Monday, 20 June 2016: 11:15 AM
Arches (Sheraton Salt Lake City Hotel)
Global modeling studies suggest semiarid regions dominate the increasing global land CO2 sink and interannual variation of atmospheric CO2, due primarily to variations in water availability. However, direct flux measurements are limited in these areas as compared to wetter regions. Here we gather ~150 site-years of eddy covariance measurements of CO2, water, and energy across 25 semiarid sites in southwestern North America. This regional gradient includes shrublands, grasslands, savannas and forests. Site annual precipitation spans 200 900 mm and annual temperature ranges from 5 25 ⁰C, a climate space that is underrepresented in flux databases and publications. Measurements represent a period of prolonged regional drought (1998-2014). We evaluate observed evapotranspiration (ET) as an improved metric of ecosystem-available water following hydrologic losses of precipitation.
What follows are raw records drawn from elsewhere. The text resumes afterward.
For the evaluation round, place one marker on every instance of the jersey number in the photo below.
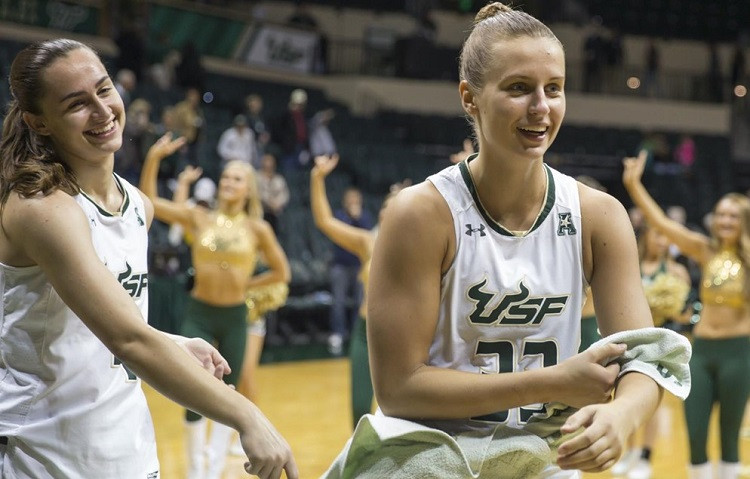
(504, 358)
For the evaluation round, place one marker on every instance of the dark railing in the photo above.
(348, 57)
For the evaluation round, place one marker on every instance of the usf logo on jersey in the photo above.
(134, 283)
(517, 308)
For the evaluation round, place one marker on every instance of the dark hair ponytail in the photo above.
(29, 164)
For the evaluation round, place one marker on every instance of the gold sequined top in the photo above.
(227, 242)
(724, 280)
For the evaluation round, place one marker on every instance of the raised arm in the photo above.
(55, 235)
(185, 180)
(353, 239)
(692, 244)
(164, 209)
(611, 264)
(414, 247)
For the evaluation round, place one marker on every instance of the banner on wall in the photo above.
(282, 48)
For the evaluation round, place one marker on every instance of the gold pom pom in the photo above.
(265, 298)
(666, 296)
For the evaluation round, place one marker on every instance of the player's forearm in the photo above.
(637, 396)
(158, 360)
(440, 393)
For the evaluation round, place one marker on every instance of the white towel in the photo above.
(386, 447)
(659, 353)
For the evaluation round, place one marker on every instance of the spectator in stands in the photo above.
(237, 143)
(714, 78)
(125, 83)
(257, 122)
(738, 64)
(345, 286)
(651, 86)
(360, 242)
(189, 72)
(131, 44)
(321, 139)
(593, 57)
(189, 122)
(302, 18)
(684, 154)
(273, 191)
(291, 134)
(137, 136)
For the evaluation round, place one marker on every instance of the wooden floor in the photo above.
(309, 404)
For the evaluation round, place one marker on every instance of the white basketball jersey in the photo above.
(510, 303)
(68, 407)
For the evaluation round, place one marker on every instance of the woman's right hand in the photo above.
(590, 377)
(267, 452)
(165, 146)
(633, 169)
(325, 164)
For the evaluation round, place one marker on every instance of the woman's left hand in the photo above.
(207, 355)
(601, 442)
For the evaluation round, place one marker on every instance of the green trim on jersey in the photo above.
(123, 207)
(549, 200)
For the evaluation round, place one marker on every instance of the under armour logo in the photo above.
(471, 230)
(565, 226)
(138, 215)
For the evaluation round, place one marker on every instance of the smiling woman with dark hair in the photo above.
(75, 292)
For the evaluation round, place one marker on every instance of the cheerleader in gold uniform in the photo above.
(667, 285)
(227, 241)
(720, 366)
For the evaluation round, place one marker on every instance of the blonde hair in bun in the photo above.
(490, 10)
(495, 22)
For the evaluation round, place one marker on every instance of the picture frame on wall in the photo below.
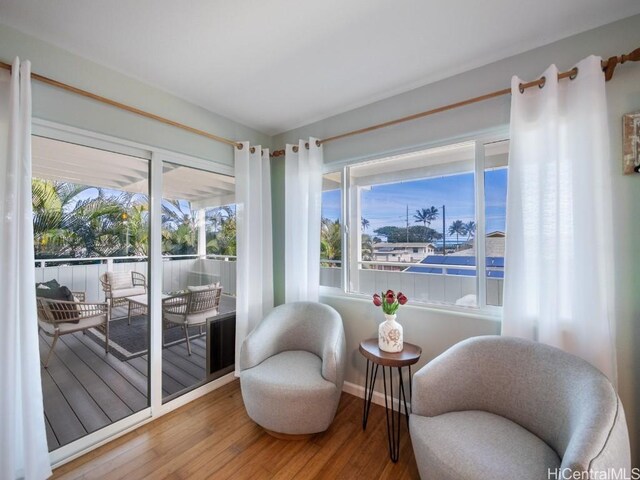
(631, 142)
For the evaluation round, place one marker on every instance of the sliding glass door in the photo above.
(198, 277)
(136, 283)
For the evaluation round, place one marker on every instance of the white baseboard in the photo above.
(378, 397)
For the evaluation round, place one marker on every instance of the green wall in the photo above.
(51, 103)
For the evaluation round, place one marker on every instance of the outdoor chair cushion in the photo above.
(202, 288)
(289, 386)
(120, 280)
(292, 368)
(493, 447)
(193, 318)
(80, 324)
(128, 292)
(48, 284)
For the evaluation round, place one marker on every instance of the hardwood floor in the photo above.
(213, 438)
(85, 390)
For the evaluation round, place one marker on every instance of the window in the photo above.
(412, 222)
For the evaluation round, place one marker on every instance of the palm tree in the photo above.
(51, 203)
(459, 228)
(426, 216)
(471, 229)
(367, 248)
(330, 240)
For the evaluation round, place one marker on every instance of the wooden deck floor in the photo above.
(213, 438)
(84, 389)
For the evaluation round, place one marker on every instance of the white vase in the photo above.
(390, 335)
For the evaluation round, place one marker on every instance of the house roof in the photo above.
(401, 245)
(278, 65)
(459, 260)
(68, 162)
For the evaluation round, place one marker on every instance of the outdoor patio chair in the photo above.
(292, 369)
(59, 317)
(191, 308)
(117, 286)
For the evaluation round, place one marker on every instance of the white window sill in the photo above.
(491, 313)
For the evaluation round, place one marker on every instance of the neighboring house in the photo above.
(494, 246)
(401, 252)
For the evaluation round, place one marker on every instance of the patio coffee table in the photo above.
(140, 303)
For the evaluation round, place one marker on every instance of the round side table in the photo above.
(409, 355)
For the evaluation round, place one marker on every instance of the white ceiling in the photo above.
(279, 64)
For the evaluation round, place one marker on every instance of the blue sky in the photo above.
(387, 204)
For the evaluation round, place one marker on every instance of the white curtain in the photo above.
(303, 195)
(23, 439)
(558, 278)
(254, 281)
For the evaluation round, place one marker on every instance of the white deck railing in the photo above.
(178, 272)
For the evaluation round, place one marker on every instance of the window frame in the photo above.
(349, 215)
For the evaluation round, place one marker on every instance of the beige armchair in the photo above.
(191, 309)
(58, 317)
(117, 286)
(292, 369)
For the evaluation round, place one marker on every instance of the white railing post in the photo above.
(202, 233)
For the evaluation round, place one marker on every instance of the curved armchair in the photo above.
(58, 317)
(119, 285)
(502, 407)
(292, 369)
(191, 309)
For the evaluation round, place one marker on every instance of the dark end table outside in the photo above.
(409, 355)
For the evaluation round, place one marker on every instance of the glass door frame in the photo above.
(156, 157)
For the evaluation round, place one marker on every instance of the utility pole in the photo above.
(407, 223)
(444, 242)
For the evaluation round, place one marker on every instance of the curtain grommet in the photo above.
(574, 73)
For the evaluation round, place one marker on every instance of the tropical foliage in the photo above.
(413, 234)
(80, 221)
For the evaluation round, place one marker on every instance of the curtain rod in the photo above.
(608, 67)
(128, 108)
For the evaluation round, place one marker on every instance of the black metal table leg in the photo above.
(369, 384)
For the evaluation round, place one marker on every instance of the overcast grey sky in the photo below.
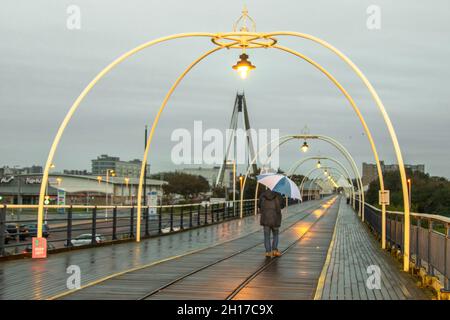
(44, 66)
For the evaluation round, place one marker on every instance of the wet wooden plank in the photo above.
(354, 250)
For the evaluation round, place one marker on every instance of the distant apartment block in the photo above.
(121, 168)
(370, 170)
(211, 173)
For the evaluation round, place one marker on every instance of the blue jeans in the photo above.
(267, 244)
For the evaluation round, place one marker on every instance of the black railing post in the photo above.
(132, 222)
(69, 228)
(2, 230)
(198, 215)
(114, 233)
(430, 229)
(419, 225)
(181, 218)
(446, 266)
(147, 212)
(94, 226)
(160, 220)
(227, 212)
(171, 218)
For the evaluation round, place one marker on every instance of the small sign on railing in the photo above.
(383, 197)
(39, 248)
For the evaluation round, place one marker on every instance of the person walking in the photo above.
(270, 205)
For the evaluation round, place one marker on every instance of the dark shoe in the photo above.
(276, 253)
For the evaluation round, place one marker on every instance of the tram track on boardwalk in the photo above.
(67, 294)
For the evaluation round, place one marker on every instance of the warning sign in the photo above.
(39, 246)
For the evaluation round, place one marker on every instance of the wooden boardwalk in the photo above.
(326, 253)
(42, 279)
(209, 274)
(295, 275)
(354, 250)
We compare measured fluxes against MODIS remote sensing-based estimates and MsTMIP models representing current best regional estimates. We find that 65% of annual net ecosystem CO2 production (NEP) was explained by ET. Across diverse semiarid ecosystems, a change of ±100 mm in annual ET produced an average NEP change of ±62 gCm2y-1. This relationship held for both temporal variations at a given site and climatic differences across sites, suggesting a common response to short- and long-term differences in water availability. Seven of the 25 sites were, on average, CO2 sources to the atmosphere. Therefore we are testing the hypothesis that semiarid ecosystems function as net CO2 sources during drought, until productivity and respiration equilibrate with current hydroclimate. Remote sensing estimates of ET and productivity and an ensemble of five models from the MsTMIP model inter-comparison reproduced patterns of measured annual fluxes spatially across the region. However, measured ET and productivity showed 200-400% greater interannual variability than model estimates. In ongoing work, we are evaluating the capacity of the MODIS and MsTMIP products to represent measured ecosystem seasonal dynamics across five climatically distinct Southwest sub-regions.